The premise of the book is that there are five languages of that we speak. And one of the five is the language we need to hear in order for our "Love Tank" to be full. Those languages: Words of Affirmation, Quality Time, Receiving Gifts, Acts of Service and Physical Touch. The end of the book there is an assessment to help you determine what your love language is...and there is one for your spouse to complete. The author states that in order to full our spouses love tank to give them fulfillment in love is to learn to speak their language...and vice versa.
The book goes through what each of these languages mean and what you can do to learn to speak a specific language. It also helps you gain a better understanding of the language you need to hear. But before the author goes in to these languages, he discusses love and what it is...and what it takes to keep a love tank full...and he has a chapter dedicated to falling in love. This is the chapter that I read last night.

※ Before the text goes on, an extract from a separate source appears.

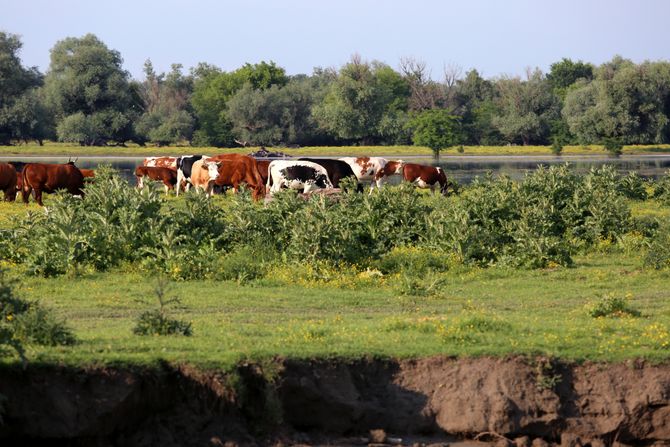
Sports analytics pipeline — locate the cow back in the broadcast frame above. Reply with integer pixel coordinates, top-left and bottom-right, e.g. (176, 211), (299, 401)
(23, 163), (84, 193)
(298, 158), (356, 187)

The author refers to some research that states that falling in love is not really love...it's more a state of a euphoria. This immediately made me say "Huh? How is falling in love not real love? Isn't love just that? Love?" He goes further to say that once a couple gets past the falling in love stage (said to last about two years) that is when the work for that real love starts...this is also when people don't realize that you have to work for love and they give up. He gave three reasons why it is said that falling in love isn't really love.
- Falling in love is not an act of will or a conscious choice.

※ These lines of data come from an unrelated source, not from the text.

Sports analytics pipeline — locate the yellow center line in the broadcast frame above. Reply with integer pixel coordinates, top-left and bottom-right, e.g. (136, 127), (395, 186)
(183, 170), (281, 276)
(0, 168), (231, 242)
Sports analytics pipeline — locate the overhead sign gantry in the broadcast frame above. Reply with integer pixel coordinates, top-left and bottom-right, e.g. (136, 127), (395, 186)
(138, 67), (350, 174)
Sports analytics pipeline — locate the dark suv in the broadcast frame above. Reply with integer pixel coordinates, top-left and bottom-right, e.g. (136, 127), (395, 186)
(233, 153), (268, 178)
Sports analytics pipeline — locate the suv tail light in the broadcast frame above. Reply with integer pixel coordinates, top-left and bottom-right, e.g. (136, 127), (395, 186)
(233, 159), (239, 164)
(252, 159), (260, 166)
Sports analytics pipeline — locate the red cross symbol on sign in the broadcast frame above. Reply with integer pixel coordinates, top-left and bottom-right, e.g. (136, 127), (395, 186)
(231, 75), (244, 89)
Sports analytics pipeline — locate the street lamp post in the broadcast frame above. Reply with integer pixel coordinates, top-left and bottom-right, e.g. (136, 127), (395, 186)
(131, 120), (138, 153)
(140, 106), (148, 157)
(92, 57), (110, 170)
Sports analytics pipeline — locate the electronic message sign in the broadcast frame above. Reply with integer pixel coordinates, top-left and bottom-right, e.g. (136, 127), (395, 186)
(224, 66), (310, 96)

- Falling in love is not real love because it is effortless.
- One who is "in love" in not genuinely interested in fostering the personal growth of the other person.

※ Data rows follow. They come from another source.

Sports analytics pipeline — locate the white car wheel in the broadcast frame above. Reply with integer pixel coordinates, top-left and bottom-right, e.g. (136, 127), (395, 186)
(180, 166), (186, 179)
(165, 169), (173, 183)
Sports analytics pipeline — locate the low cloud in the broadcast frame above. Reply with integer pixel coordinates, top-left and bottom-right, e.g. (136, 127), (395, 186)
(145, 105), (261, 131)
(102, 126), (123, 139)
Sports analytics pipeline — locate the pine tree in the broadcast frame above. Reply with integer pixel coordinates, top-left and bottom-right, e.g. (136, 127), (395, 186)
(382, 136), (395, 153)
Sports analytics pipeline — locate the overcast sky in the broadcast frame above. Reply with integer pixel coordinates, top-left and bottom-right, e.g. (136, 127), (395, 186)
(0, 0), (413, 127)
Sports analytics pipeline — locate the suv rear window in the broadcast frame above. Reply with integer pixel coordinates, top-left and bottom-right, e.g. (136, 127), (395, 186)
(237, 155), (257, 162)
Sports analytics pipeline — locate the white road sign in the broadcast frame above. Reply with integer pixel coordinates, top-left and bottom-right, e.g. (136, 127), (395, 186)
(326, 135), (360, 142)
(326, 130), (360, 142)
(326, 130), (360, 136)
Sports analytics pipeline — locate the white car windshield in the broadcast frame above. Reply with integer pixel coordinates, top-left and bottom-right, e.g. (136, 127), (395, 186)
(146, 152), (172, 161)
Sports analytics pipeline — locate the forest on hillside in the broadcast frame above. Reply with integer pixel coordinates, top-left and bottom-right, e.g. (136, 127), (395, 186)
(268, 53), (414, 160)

This got me to thinking. I met my husband back in high school, though we dated off and on for two years before we became a permanent item, I remember being in that state of falling in love. I don't really recall making the transition from falling in love to loving him, but I can recall times in the past 16 years that both of us have stopped working on loving the other person. We are in one of those spots now.
It's not that we don't love each other because we do...but that love that is needed to endure anything is what we are learning to do again. It's not easy to be here but we are both working on it. "Nothing will work unless you do" ~ Maya Angelou is the quote that I came across many months ago and I have made that my status message on GoogleTalk. It is my constant reminder to keep my end of the bargin to be a better wife and to work on that third point, to make sure that I am doing my part to help my husband be a better husband.
We are working on that "real love" that Mr. Chapman spends the rest of his book talking about. I'm hoping that once I'm done that I can talk my husband in to reading this book as well, but for now...I'm just waiting for him to ask me what I'm reading.
1 comment:
I love that book. It really helped us years ago.